Lawmakers in the lower house began reviewing the legislation after 4 p.m. local time, following narrow approval of the taxation portion. Budget Minister Amelie de Montchalin said she could not predict the outcome, though the government might promise additional funding for hospitals to win over reluctant parties, including the Greens. Socialist leader Olivier Faure indicated his party’s support after concessions, while far-right and hard-left factions are expected to oppose the bill. Centrist Horizon and conservative Republicains may abstain or vote against it, criticizing Lecornu for sacrificing pension reform and increasing taxes to appease the Socialists.
Social security accounts for over 40% of France’s public spending. Lecornu warned that rejection could create a €30 billion gap, nearly double the original €17 billion allocation, threatening the entire 2025 budget. With the year-end approaching, the government may need stopgap measures.

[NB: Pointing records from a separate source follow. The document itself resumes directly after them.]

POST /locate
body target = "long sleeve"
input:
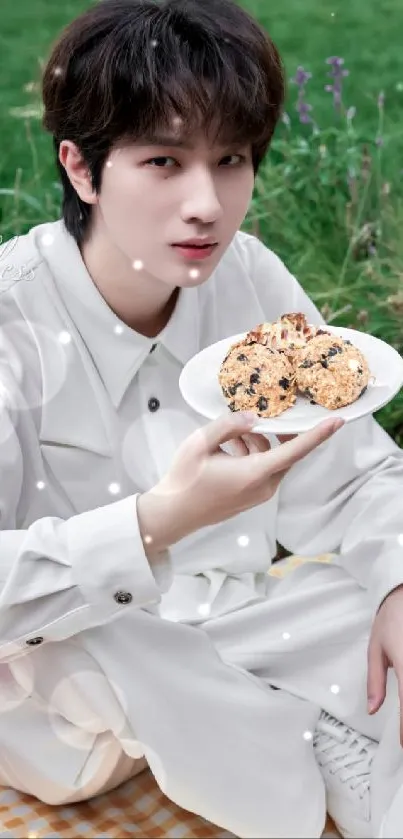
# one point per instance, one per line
(347, 496)
(59, 577)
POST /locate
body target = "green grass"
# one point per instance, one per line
(302, 207)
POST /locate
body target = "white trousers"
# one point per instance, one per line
(196, 704)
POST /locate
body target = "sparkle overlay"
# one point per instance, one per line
(114, 488)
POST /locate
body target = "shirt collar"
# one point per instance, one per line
(117, 350)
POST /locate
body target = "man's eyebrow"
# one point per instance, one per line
(165, 140)
(177, 142)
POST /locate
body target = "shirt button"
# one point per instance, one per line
(123, 597)
(153, 404)
(32, 642)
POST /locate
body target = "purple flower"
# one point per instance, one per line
(337, 74)
(335, 61)
(286, 119)
(303, 108)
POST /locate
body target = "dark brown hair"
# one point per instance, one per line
(124, 68)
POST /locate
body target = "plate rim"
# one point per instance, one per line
(287, 420)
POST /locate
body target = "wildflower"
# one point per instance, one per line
(337, 73)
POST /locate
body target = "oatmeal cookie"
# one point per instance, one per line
(256, 378)
(331, 371)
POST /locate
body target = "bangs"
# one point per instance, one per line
(175, 70)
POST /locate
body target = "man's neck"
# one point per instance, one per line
(141, 302)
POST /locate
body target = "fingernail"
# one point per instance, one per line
(371, 705)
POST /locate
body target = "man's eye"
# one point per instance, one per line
(242, 158)
(159, 159)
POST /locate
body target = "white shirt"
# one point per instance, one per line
(79, 440)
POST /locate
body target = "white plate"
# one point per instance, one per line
(200, 388)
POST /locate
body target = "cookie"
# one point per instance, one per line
(256, 378)
(331, 372)
(287, 334)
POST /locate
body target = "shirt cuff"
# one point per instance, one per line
(108, 559)
(387, 575)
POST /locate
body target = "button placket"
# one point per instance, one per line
(33, 642)
(123, 597)
(153, 404)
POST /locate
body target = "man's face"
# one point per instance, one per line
(156, 194)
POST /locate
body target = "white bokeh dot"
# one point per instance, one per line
(114, 488)
(47, 239)
(64, 337)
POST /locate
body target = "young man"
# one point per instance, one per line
(138, 624)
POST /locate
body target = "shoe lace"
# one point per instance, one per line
(349, 752)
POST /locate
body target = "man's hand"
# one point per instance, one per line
(385, 650)
(205, 486)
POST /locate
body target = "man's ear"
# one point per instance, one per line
(77, 170)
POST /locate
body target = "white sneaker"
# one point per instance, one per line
(345, 759)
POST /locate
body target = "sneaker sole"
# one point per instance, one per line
(392, 822)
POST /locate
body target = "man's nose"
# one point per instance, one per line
(202, 201)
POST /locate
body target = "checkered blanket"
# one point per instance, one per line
(138, 808)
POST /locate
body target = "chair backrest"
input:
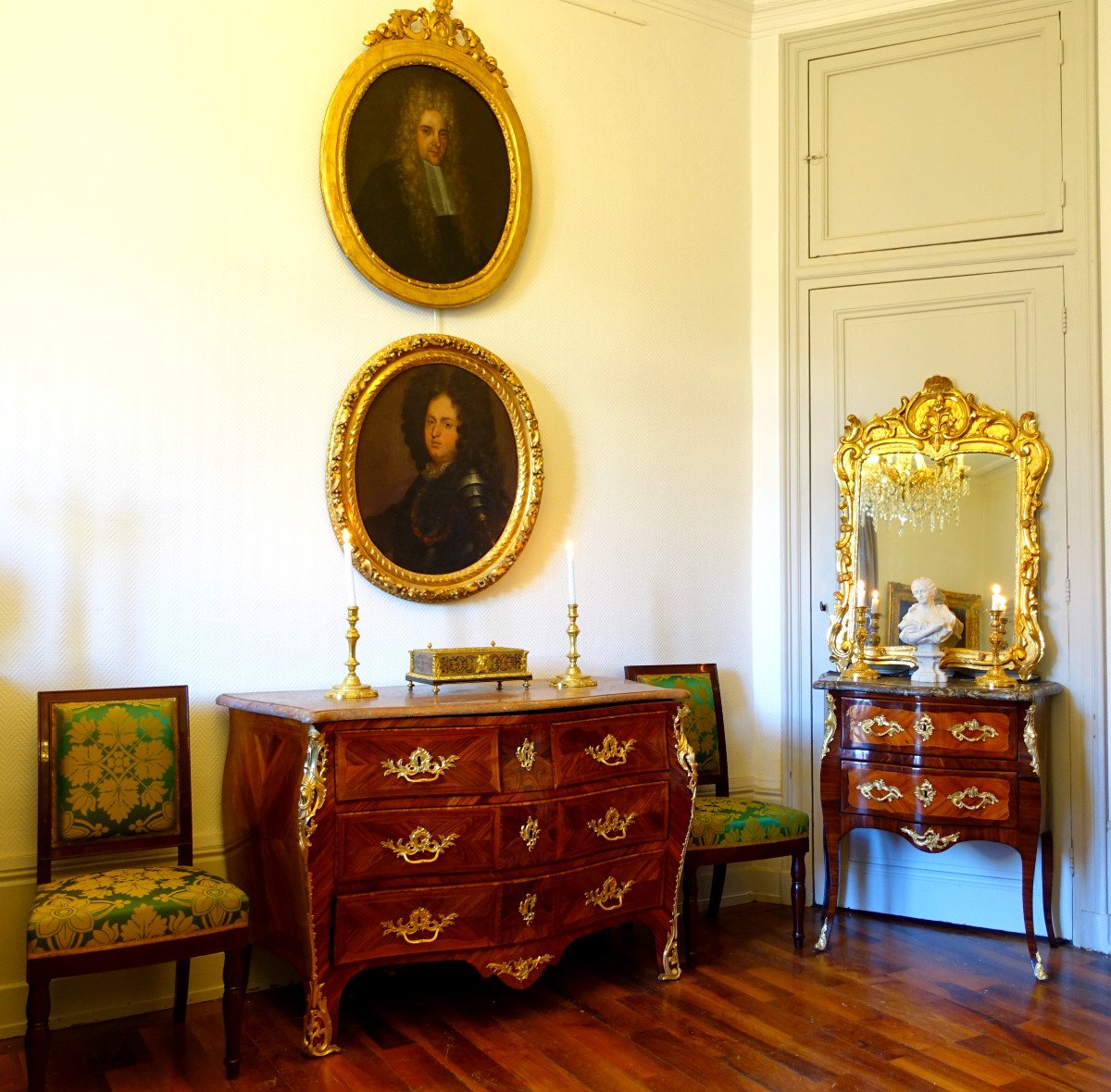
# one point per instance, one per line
(114, 774)
(705, 730)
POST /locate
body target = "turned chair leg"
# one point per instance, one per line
(690, 909)
(798, 896)
(237, 963)
(181, 991)
(37, 1041)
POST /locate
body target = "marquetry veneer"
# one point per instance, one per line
(940, 765)
(479, 825)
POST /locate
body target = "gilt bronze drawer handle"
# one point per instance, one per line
(422, 848)
(531, 832)
(527, 754)
(979, 799)
(611, 752)
(880, 791)
(420, 921)
(605, 897)
(612, 826)
(972, 731)
(519, 969)
(887, 727)
(931, 840)
(881, 727)
(421, 766)
(925, 793)
(923, 726)
(527, 908)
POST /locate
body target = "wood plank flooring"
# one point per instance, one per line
(892, 1005)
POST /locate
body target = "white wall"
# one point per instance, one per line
(177, 325)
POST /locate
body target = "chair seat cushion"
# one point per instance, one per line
(743, 821)
(131, 907)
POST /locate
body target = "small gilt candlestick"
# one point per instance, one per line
(995, 677)
(858, 670)
(572, 676)
(873, 627)
(351, 687)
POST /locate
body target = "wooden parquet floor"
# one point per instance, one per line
(892, 1005)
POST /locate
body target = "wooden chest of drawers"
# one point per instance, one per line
(493, 826)
(939, 765)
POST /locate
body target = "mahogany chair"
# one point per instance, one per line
(115, 781)
(726, 827)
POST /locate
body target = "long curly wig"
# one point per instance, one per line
(426, 94)
(477, 445)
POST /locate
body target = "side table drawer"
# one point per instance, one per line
(418, 921)
(388, 763)
(604, 748)
(930, 796)
(415, 842)
(893, 726)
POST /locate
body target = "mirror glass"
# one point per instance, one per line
(958, 532)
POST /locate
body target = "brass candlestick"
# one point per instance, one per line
(858, 670)
(351, 687)
(873, 627)
(572, 676)
(995, 677)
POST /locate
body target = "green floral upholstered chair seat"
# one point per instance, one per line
(742, 821)
(131, 907)
(726, 826)
(115, 780)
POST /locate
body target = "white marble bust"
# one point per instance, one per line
(928, 625)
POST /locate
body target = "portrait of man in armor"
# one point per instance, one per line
(436, 484)
(428, 175)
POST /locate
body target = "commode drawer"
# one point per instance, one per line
(387, 763)
(603, 748)
(418, 921)
(980, 732)
(930, 796)
(606, 822)
(417, 842)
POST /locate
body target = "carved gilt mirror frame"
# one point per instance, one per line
(940, 422)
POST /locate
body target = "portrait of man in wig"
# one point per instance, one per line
(422, 208)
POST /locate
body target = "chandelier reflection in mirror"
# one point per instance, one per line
(912, 490)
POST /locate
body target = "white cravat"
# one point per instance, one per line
(438, 190)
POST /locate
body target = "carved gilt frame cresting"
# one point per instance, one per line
(428, 45)
(940, 422)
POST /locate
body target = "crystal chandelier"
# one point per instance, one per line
(912, 490)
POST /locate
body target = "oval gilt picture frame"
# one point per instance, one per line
(423, 165)
(434, 465)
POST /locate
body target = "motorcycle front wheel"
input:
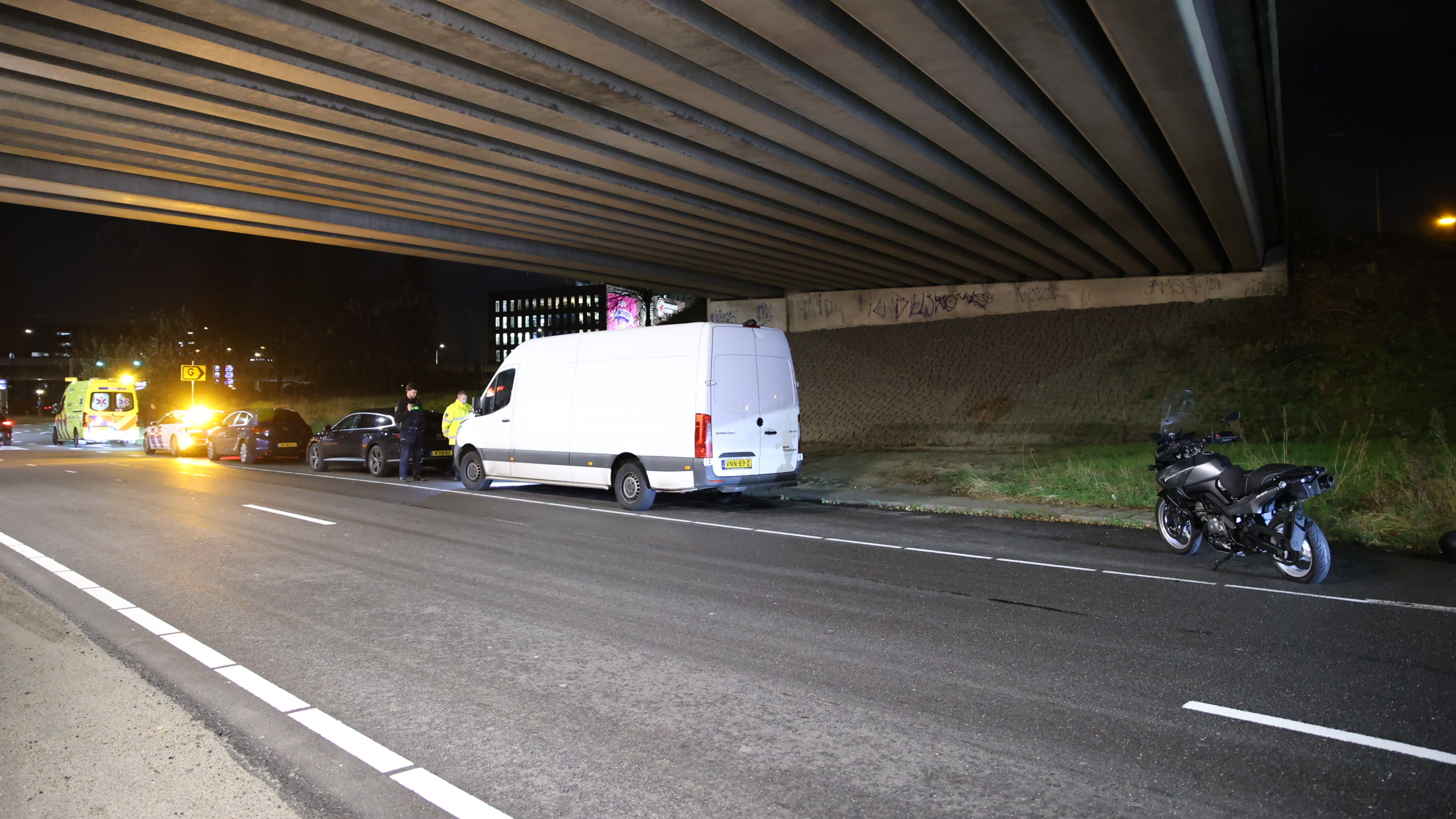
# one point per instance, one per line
(1177, 528)
(1314, 557)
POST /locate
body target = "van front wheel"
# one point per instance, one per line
(472, 472)
(632, 489)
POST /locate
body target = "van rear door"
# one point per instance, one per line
(778, 402)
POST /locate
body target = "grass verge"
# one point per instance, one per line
(1391, 492)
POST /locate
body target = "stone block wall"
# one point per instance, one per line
(1068, 376)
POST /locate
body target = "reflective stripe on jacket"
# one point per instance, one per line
(455, 413)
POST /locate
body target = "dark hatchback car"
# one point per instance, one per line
(372, 438)
(259, 434)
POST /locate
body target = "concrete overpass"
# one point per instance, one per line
(721, 148)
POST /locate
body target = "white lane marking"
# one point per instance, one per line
(151, 622)
(1429, 607)
(109, 598)
(380, 758)
(1325, 732)
(856, 542)
(366, 750)
(52, 565)
(446, 796)
(952, 553)
(1288, 593)
(1160, 578)
(1049, 565)
(78, 579)
(1369, 601)
(1426, 605)
(289, 514)
(21, 548)
(258, 687)
(199, 651)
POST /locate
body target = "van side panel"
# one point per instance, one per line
(637, 392)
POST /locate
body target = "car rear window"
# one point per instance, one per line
(286, 418)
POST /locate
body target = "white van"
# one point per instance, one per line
(677, 408)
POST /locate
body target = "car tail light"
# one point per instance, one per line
(703, 437)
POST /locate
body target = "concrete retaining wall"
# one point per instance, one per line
(1061, 376)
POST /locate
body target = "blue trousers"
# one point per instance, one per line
(411, 456)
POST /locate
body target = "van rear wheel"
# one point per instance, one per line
(631, 488)
(472, 472)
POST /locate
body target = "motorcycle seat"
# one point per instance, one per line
(1240, 483)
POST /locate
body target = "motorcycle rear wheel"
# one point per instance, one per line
(1314, 562)
(1181, 537)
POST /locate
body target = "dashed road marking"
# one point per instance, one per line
(290, 514)
(421, 781)
(1325, 732)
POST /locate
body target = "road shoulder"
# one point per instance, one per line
(83, 735)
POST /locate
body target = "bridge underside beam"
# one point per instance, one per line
(723, 148)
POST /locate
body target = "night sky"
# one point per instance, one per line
(1363, 83)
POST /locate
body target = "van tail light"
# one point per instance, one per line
(703, 437)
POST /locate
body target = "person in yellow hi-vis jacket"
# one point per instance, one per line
(455, 413)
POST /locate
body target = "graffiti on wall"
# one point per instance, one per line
(624, 310)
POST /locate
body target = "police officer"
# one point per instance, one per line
(450, 424)
(409, 416)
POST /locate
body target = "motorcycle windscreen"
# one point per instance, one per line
(1177, 412)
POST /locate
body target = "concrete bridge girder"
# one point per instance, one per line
(771, 144)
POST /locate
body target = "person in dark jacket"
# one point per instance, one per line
(409, 416)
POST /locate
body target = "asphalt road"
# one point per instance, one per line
(554, 656)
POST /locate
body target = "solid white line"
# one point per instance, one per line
(261, 688)
(1160, 578)
(1325, 732)
(952, 553)
(52, 565)
(199, 651)
(1426, 605)
(366, 750)
(1286, 593)
(446, 796)
(863, 543)
(289, 514)
(1049, 565)
(151, 622)
(109, 598)
(78, 579)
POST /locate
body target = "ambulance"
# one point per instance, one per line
(98, 410)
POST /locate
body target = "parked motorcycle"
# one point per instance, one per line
(1205, 497)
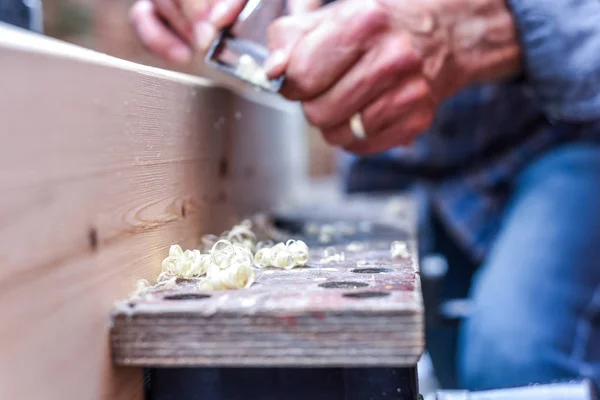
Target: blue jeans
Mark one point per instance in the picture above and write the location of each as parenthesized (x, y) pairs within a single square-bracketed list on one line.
[(536, 297)]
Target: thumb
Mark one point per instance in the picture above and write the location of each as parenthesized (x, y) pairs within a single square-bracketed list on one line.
[(296, 7)]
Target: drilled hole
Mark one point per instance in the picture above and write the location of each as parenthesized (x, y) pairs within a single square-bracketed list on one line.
[(187, 296), (343, 285), (371, 270), (223, 168), (93, 238), (366, 295)]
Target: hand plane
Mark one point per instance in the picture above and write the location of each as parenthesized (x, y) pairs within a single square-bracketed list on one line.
[(241, 49)]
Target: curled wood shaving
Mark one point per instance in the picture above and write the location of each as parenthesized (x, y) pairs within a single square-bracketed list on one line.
[(249, 70), (293, 253), (399, 249), (182, 264), (227, 261), (330, 254)]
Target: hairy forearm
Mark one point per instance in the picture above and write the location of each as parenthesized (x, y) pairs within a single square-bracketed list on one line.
[(462, 41), (484, 39)]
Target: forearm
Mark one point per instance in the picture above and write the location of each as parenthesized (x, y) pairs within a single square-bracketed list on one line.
[(462, 42), (484, 39), (554, 44)]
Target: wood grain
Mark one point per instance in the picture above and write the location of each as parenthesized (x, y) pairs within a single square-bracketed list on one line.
[(365, 310), (103, 165)]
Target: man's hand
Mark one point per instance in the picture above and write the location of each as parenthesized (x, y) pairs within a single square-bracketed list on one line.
[(175, 29), (390, 61)]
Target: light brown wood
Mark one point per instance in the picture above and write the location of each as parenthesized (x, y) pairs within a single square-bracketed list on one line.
[(365, 310), (103, 165)]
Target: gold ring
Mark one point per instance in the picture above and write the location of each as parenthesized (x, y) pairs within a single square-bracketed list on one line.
[(357, 127)]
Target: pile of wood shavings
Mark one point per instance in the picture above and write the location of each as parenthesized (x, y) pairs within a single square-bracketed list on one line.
[(228, 261)]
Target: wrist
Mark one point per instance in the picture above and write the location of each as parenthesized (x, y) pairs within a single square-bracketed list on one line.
[(485, 41)]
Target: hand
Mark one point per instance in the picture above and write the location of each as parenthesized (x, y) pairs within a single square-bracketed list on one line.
[(175, 29), (391, 61)]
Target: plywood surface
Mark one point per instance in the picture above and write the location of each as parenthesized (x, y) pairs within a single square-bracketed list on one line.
[(365, 310), (103, 165)]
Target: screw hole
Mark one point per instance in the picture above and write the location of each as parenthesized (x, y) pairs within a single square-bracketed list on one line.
[(366, 295), (371, 270), (93, 238), (343, 285), (223, 168), (187, 296)]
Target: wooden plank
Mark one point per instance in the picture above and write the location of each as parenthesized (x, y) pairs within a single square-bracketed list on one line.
[(103, 165), (365, 310)]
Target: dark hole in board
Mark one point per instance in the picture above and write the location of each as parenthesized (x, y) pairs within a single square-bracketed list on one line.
[(371, 270), (187, 296), (93, 238), (223, 168), (343, 285), (366, 295)]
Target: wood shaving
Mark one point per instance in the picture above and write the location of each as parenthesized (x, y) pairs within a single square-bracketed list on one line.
[(330, 254), (399, 249), (249, 70), (228, 261), (293, 253)]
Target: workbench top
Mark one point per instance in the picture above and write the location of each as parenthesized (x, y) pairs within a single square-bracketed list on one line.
[(364, 310)]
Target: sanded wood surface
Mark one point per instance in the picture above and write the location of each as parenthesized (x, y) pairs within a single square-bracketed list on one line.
[(103, 165), (365, 310)]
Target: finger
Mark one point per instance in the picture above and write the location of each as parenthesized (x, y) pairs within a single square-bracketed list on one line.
[(283, 36), (225, 12), (156, 36), (381, 68), (400, 133), (296, 7), (410, 99), (341, 36), (173, 14)]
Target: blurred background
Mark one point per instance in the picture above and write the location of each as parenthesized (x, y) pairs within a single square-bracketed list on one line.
[(103, 25)]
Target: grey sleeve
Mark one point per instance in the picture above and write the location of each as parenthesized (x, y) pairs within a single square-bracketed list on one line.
[(561, 47)]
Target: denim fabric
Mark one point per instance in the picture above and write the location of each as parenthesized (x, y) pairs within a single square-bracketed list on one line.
[(485, 135), (561, 46), (536, 298)]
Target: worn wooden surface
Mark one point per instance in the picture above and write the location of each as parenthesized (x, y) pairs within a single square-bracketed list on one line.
[(363, 311), (103, 165)]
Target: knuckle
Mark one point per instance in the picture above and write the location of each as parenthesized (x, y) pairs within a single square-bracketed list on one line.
[(314, 114), (374, 15), (278, 27), (137, 10)]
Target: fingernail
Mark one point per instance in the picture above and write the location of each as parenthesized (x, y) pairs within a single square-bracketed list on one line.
[(218, 13), (274, 62), (204, 34), (180, 55)]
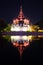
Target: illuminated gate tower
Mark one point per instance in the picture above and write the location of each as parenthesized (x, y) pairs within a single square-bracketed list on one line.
[(21, 24)]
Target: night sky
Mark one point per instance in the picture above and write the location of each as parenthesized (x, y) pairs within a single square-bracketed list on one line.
[(32, 55), (33, 9)]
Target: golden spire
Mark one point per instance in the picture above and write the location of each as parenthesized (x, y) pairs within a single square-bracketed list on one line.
[(21, 16)]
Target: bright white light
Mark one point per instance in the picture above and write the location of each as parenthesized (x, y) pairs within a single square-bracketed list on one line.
[(24, 38), (29, 28), (29, 38), (24, 29), (15, 28), (15, 38)]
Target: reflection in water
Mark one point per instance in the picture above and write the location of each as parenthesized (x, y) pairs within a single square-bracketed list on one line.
[(23, 41)]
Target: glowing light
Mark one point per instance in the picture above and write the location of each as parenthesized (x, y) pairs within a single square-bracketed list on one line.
[(29, 28), (24, 38), (15, 28), (26, 21), (15, 38), (24, 29), (29, 38)]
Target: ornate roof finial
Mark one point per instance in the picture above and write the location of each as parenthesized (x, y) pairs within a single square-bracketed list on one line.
[(21, 16)]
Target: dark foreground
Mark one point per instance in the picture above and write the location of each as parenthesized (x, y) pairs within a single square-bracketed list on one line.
[(32, 55)]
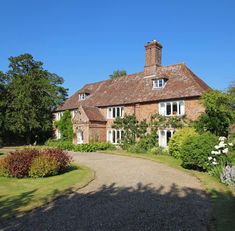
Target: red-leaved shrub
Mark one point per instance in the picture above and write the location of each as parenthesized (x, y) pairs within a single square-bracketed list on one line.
[(19, 162), (35, 163), (61, 157), (4, 168)]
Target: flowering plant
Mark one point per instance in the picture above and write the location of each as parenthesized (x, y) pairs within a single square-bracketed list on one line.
[(221, 151)]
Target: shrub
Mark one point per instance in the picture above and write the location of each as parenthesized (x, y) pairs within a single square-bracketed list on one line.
[(179, 137), (61, 157), (43, 166), (19, 162), (196, 150), (156, 151), (66, 145), (4, 168), (104, 146), (228, 175), (144, 144)]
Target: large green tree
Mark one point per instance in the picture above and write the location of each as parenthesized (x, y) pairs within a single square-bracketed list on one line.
[(117, 74), (219, 113), (2, 104), (31, 94)]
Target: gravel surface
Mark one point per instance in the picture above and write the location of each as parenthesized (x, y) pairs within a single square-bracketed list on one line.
[(127, 194)]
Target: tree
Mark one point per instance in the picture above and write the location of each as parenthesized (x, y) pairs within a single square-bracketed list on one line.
[(231, 89), (117, 74), (65, 126), (31, 94), (219, 113)]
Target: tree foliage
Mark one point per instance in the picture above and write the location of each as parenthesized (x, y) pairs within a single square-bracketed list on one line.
[(231, 89), (31, 93), (219, 113), (117, 74), (65, 126)]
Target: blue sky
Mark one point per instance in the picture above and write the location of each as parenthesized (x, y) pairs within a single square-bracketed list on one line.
[(85, 41)]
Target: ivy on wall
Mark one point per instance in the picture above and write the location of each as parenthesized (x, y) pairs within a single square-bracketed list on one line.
[(65, 126)]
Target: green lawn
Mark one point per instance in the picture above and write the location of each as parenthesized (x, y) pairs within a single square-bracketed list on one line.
[(222, 197), (21, 195)]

The administration aims to reduce France’s budget deficit to below 5% of GDP next year but faces a fragmented parliament without a majority, making budget passage difficult.
Budgetary instability has plagued France since Macron lost his parliamentary majority in last year’s snap election, leading to three governments falling. Last year, budget disputes triggered a no-confidence vote that toppled Michel Barnier’s cabinet, highlighting ongoing political volatility.
This vote is seen as a key test of Lecornu’s ability to navigate a divided legislature while securing funding for essential social programs.